Aujourd'hui, tout le monde a bien conscience qu'il y aura un avant et un après. Bien plus qu'une crise, nous vivons actuellement une catastrophe, c'est-à-dire étymologiquement un bouleversement, comme l'explique Olivier Gramail, DRH de Mutex dans son Petit Essai de Déconfinement Métaphysique d’un DRH par Temps de Catastrophe).

Le monde d'avant avait bien des défauts, nous sommes d'accord. Mondialisation, défis climatique et écologique, enjeux sociaux, la liste est longue et chacun a sans doute ses propres interprétations sur ce qu'il aurait fallu changer.
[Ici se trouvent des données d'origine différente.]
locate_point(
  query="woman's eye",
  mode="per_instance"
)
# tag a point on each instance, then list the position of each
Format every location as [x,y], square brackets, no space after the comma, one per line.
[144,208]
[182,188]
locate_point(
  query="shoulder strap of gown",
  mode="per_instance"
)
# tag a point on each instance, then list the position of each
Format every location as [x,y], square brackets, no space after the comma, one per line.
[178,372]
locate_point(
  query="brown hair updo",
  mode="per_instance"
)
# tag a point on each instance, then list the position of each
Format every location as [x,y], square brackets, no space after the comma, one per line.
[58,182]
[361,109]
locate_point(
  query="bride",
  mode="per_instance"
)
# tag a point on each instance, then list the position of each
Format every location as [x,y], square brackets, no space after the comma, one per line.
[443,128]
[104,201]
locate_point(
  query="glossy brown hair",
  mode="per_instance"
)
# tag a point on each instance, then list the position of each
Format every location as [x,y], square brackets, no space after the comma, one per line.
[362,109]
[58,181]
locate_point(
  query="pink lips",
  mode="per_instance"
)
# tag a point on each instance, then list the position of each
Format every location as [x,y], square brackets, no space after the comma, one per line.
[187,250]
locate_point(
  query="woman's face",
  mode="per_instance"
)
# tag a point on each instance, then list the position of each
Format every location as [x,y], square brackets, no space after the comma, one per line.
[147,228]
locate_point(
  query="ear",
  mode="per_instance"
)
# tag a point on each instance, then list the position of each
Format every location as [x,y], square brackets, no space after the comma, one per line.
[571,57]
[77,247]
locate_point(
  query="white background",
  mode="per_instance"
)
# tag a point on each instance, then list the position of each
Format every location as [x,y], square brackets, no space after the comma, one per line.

Dans Accélération - une critique sociale du temps, le sociologue allemand Hartmut Rosa nous explique que notre système est soumis à une constante accélération directement lié à promesse du monde moderne. Cette promesse, c'est d'avoir toujours plus et ça passe nécessairement par plus de maîtrise. Ainsi, je souhaite toujours plus de vacances satisfaisantes, mais hors de question d'être soumis à une météo capricieuse. Et pour pouvoir voir toujours plus de monuments significatifs, mon organisateur a calculé un agenda hyper serré. Si le chauffeur du bus est allé boire un café et qu'on attend, ça devient vite insupportable.

Le malheur, c'est que nous sommes tous en concurrence dans cette promesse d'accès au monde. Nous devons donc être toujours plus efficace et toujours plus rapide. Son agenda étant toujours plus chargé, le dirigeant a choisi de transformer les réunions d'une heure en réunion de 30 minutes tout en exigeant le même résultat. Le système s'emballe et les technologies sensées nous aider en réalité aggravent le problème.

Le paradoxe, c'est que ce monde asservi à nos attentes devient alors muet. Hartmut Rosa décrit une relation réussie avec le monde par le concept de résonance. En résumé, pour que le monde nous réponde (ou pas), il faut un mélange d'affection et d'émotion, d'intérêt propre et de sentiment d'efficacité personnelle. La condition, c'est finalement que le monde (ou l'ami.e ou le travail ou le coucher de soleil) aussi arrive à nous toucher et à nous transformer.

Nous vivons la frustration du Roi Midas qui a obtenu de tout transformer en or mais ne peut pas en profiter.

Le confinement, maitriser l'inmaitrisable ?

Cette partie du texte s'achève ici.